Introduction: As the main regulators of gene expression, microRNAs (miRNAs) and transcription factors (TFs) play key roles in complex multifactorial diseases like Multiple Sclerosis (MS). Recently, miRNA/TF-based feed-forward loops (FFLs) have been identified as key elements of biological network motifs in MS. Objectives: Starting from preliminary results obtained by a High-Throughput Next-Generation Sequencing (HT-NGS) approach on an independent MS patients cohort, we aimed to search for miRNA-TF co-regulatory networks involved as hub genetic elements in MS pathogenesis. Methods: The study was performed on peripheral blood samples belonging to 58 MS patients and 20 healthy controls (HCs).To validate the differential expressed (DE) miRNAs resulted from HT-NGS analysis, total RNA extraction was followed by microfluidic qPCR. The subsequent analysis included: miRNA-target gene interaction evaluation using experimentally validated miRNA-target interaction databases (DIANA-Tarbase and miRTarBase) and the output of 5 algorithms (miRanda, DIANA-microT-CDS, RNA22, miRDB and TargetScan) for target genes prediction; miRNA-target experimentally validation using dual luciferase reporter assay; TF-miRNA co-regulatory network identification using miRNA-TF interaction tools (Harmonizome and TransmiR) and a gene-TF interaction database (TRRUST); pathway enrichment analysis using DAVID tool. Results: Microfluidic qPCR analysis revealed 6 significantly DE miRNAs (miR-320a, miR-125a-5p, miR-652-3p, miR-185-5p, miR-942-5p and miR-25-3p) in MS patients compared to HCs. The integrated analysis of miRNAs and computationally predicted mRNAs uncovered 638 miRNA-target pairs validated by reporter gene assays and/or predicted by at least 4 of the 5 interaction tools. Luciferase reporter assays indicated that miR-125a-5p was able to target and modulate DIP2A, ADD2 and E2F2 expression, thus confirming that the in silico predicted target were effectively subjected to miRNA-mediated post-transcriptional modulation.

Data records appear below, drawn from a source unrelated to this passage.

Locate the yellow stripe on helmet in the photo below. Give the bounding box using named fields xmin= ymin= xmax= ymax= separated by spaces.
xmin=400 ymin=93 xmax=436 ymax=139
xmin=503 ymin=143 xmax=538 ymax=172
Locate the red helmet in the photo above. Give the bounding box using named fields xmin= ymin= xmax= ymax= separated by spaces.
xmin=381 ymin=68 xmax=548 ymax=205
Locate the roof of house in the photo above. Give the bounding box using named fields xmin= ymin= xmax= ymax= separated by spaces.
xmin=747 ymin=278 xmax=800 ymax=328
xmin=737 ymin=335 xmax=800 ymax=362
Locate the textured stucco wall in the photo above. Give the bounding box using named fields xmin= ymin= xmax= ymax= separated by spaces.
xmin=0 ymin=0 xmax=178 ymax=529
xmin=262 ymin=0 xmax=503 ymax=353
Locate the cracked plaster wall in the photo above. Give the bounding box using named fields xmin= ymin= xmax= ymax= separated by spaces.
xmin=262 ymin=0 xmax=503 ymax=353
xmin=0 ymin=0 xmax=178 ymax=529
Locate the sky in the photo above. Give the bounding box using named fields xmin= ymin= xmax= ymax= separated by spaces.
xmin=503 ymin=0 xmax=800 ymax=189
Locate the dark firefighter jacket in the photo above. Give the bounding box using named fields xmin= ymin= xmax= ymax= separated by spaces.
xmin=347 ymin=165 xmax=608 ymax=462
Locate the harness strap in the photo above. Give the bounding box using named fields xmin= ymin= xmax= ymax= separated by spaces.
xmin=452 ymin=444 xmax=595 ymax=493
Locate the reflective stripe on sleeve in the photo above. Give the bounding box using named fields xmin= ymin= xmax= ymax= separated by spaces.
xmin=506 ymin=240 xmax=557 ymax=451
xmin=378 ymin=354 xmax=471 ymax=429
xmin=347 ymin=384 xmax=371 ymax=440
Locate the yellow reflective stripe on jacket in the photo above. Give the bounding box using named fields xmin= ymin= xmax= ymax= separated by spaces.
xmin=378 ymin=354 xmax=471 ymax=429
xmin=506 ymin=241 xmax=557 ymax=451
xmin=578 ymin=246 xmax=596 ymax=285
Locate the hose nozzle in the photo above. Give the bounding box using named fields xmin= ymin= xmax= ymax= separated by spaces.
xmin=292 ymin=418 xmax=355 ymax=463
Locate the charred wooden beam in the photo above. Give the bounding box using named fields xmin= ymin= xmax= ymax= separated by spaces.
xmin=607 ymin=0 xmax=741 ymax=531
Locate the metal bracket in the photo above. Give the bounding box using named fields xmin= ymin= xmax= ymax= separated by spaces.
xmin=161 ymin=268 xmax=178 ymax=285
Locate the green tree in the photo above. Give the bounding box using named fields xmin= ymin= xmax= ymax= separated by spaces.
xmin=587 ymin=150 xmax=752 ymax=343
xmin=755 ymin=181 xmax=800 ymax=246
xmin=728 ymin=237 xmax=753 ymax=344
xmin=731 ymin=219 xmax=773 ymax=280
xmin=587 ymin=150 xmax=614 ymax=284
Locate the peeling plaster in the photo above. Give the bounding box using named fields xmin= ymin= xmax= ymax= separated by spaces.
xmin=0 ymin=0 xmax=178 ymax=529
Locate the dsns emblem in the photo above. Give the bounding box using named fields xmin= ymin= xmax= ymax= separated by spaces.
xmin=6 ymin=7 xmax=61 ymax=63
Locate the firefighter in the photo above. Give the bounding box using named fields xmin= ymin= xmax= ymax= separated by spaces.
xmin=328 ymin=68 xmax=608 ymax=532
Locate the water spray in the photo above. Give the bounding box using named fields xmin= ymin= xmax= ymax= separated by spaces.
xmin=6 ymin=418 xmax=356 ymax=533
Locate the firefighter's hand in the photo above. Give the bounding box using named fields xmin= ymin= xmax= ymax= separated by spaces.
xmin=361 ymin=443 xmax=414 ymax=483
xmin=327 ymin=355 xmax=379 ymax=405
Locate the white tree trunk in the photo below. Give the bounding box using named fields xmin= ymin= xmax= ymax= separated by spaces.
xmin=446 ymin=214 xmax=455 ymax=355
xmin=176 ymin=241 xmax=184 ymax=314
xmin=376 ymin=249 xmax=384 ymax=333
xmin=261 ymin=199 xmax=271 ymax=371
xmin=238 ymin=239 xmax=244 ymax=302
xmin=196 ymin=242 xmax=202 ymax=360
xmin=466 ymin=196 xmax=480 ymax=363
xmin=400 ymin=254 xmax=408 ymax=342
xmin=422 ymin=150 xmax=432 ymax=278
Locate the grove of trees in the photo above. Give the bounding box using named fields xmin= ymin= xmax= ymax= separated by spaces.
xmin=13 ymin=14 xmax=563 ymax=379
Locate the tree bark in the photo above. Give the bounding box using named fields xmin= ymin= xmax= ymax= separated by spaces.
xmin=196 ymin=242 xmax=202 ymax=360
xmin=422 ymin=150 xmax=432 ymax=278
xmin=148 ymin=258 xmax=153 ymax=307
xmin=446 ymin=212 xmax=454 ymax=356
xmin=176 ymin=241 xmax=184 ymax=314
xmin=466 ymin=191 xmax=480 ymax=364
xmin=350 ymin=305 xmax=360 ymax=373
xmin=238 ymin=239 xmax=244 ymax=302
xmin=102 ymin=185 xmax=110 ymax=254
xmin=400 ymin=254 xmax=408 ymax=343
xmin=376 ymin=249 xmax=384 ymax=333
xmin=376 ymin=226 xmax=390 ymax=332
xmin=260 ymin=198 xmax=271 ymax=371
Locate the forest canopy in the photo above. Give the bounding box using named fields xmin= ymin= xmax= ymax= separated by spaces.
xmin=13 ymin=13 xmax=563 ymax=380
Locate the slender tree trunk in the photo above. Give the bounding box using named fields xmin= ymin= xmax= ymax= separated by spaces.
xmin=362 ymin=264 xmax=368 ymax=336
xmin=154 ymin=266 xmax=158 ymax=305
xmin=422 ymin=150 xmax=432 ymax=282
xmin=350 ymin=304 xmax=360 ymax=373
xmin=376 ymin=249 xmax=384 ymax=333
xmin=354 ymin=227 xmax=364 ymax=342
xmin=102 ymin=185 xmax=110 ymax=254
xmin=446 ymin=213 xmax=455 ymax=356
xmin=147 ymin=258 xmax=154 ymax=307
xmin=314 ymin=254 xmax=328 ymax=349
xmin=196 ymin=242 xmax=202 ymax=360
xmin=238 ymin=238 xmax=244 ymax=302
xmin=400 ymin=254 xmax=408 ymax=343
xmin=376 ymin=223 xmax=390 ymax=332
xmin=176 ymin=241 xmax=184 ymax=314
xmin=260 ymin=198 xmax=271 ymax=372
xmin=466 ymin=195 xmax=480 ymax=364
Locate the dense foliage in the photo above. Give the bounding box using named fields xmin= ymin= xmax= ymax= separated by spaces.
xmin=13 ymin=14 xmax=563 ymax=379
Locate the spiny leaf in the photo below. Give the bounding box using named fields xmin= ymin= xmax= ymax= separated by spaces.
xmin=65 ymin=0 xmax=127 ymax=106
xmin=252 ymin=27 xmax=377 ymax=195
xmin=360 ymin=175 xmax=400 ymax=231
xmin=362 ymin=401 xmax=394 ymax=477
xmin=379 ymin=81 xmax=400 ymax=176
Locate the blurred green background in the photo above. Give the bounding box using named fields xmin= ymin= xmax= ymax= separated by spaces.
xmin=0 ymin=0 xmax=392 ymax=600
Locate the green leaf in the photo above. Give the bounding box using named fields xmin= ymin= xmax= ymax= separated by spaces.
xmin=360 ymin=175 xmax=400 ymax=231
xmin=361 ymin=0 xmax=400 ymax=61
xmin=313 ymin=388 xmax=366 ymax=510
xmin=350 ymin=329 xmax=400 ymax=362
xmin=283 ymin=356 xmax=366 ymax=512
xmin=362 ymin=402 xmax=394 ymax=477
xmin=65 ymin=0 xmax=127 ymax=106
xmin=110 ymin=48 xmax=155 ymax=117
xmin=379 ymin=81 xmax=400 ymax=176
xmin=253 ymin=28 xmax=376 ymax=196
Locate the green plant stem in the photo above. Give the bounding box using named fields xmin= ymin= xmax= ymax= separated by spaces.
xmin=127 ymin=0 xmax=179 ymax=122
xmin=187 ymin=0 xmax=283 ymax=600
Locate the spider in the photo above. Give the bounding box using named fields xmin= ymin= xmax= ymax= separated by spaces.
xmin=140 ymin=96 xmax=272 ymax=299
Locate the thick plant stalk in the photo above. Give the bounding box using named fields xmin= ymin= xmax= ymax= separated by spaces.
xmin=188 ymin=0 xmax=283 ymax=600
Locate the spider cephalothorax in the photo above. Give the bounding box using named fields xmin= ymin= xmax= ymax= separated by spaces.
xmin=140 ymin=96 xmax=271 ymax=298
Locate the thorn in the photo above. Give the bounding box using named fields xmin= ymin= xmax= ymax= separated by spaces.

In addition, 409 TF-miRNA interactions were identified, including 198 miRNA-TF FFLs. Furthermore, the enrichment analysis categorized in functional pathways revealed significant representations of networks mostly related to neurotrophin signalling pathway, ErbB signalling pathway and axon guidance. Conclusions: These results uncovered several hub regulatory elements allowing to shed further lights in the gene regulation mechanisms that may underlie the pathogenesis of MS.